Original Article


Computed tomography-based deep learning prediction of radiation-induced functional decline after lung cancer radiotherapy

Jung Chun Kim, Seonhwa Kim, Jun Hyeong Park, Jaesung Heo

Abstract

Background: Radiation therapy is a key treatment modality for lung cancer; however, post-treatment pulmonary function decline remains a clinically significant concern. Conventional dose-volume parameters provide limited individualized prediction of functional deterioration and fail to account for the heterogeneous baseline lung status visible on computed tomography (CT). In this study, we aimed to develop and validate a deep learning model to predict post-radiation pulmonary function and identify patients transitioning to a high-risk functional state [forced expiratory volume in 1 s (FEV1) to forced vital capacity (FVC) ratio, FEV1/FVC <70%] using pre-treatment chest CT and clinical variables.

Methods: In this retrospective, single-institution study, the data of 276 patients with stage I–II lung cancer who underwent radiotherapy and had available pre- and post-treatment spirometry results were analyzed. A pretrained three-dimensional (3D) ResNet-18 architecture was used to extract imaging features from pre-treatment CT scans, which were integrated with clinical variables including age, sex, baseline pulmonary function, and radiation dose parameters. A focal-weighted loss strategy was incorporated to address the class imbalance.

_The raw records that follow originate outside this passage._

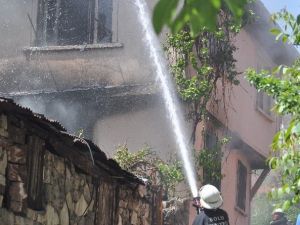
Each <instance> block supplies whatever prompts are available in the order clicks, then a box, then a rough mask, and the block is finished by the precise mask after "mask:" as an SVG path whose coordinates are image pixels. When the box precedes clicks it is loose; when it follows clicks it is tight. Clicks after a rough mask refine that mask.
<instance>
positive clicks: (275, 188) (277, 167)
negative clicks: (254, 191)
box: [247, 10, 300, 210]
mask: <svg viewBox="0 0 300 225" xmlns="http://www.w3.org/2000/svg"><path fill="white" fill-rule="evenodd" d="M273 19H275V20H281V21H283V22H284V23H285V28H284V31H281V30H276V29H272V30H271V32H272V33H273V34H274V35H276V39H277V40H282V41H283V42H284V43H286V42H291V43H293V44H294V45H295V46H299V45H300V38H299V37H300V29H299V28H300V15H298V17H297V19H296V18H295V17H294V16H292V15H291V14H290V13H289V12H287V11H286V10H283V11H281V12H279V13H276V14H275V15H274V16H273ZM287 30H290V31H291V32H290V33H289V34H287V33H286V31H287ZM279 74H280V76H279ZM247 79H248V80H249V81H250V83H251V84H252V85H254V86H255V87H256V88H257V90H259V91H264V92H265V93H267V94H268V95H270V96H272V97H273V98H274V100H275V106H274V108H273V110H274V111H275V112H276V113H277V114H278V115H280V116H284V117H286V118H289V123H288V124H286V126H284V127H282V129H280V131H279V132H278V133H277V134H276V135H275V136H274V138H273V143H272V150H273V151H272V152H271V154H272V155H271V158H270V159H269V161H268V162H269V166H270V168H271V169H272V170H275V171H277V172H278V173H279V174H280V175H281V182H280V185H279V186H278V187H277V188H274V189H273V190H272V192H271V193H270V195H271V196H272V197H273V198H284V197H285V201H284V202H283V203H282V207H283V209H284V210H288V209H289V208H290V207H291V206H292V205H299V204H300V169H299V165H300V147H299V143H300V95H299V90H300V59H299V58H298V59H297V60H296V61H295V62H294V64H293V65H292V66H285V65H281V66H278V67H275V68H274V69H273V70H272V71H267V70H262V71H259V72H256V71H255V70H254V69H249V70H248V71H247Z"/></svg>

The model performance was evaluated using five-fold cross-validation and ensemble prediction.

Results: The ensemble model achieved a concordance correlation coefficient of 0.65 for FVC, 0.72 for FEV1, and 0.83 for FEV1/FVC. For classification of high-risk functional decline (post-treatment FEV1/FVC <70%) among patients with normal baseline function, the model achieved an accuracy of 78.1%, a sensitivity of 54.5%, a specificity of 83.0%, and an area under the curve of 0.802. Among the patients with normal baseline pulmonary function, 17.1% transitioned to the high-risk group after treatment.

Conclusions: Deep learning using pre-treatment CT can predict radiation-induced functional decline and provide high-confidence risk stratification. By identifying patients who are susceptible to clinically significant pulmonary functional deterioration before treatment, this approach enables individualized adaptive planning and early preventive interventions, thereby advancing precision radiation oncology.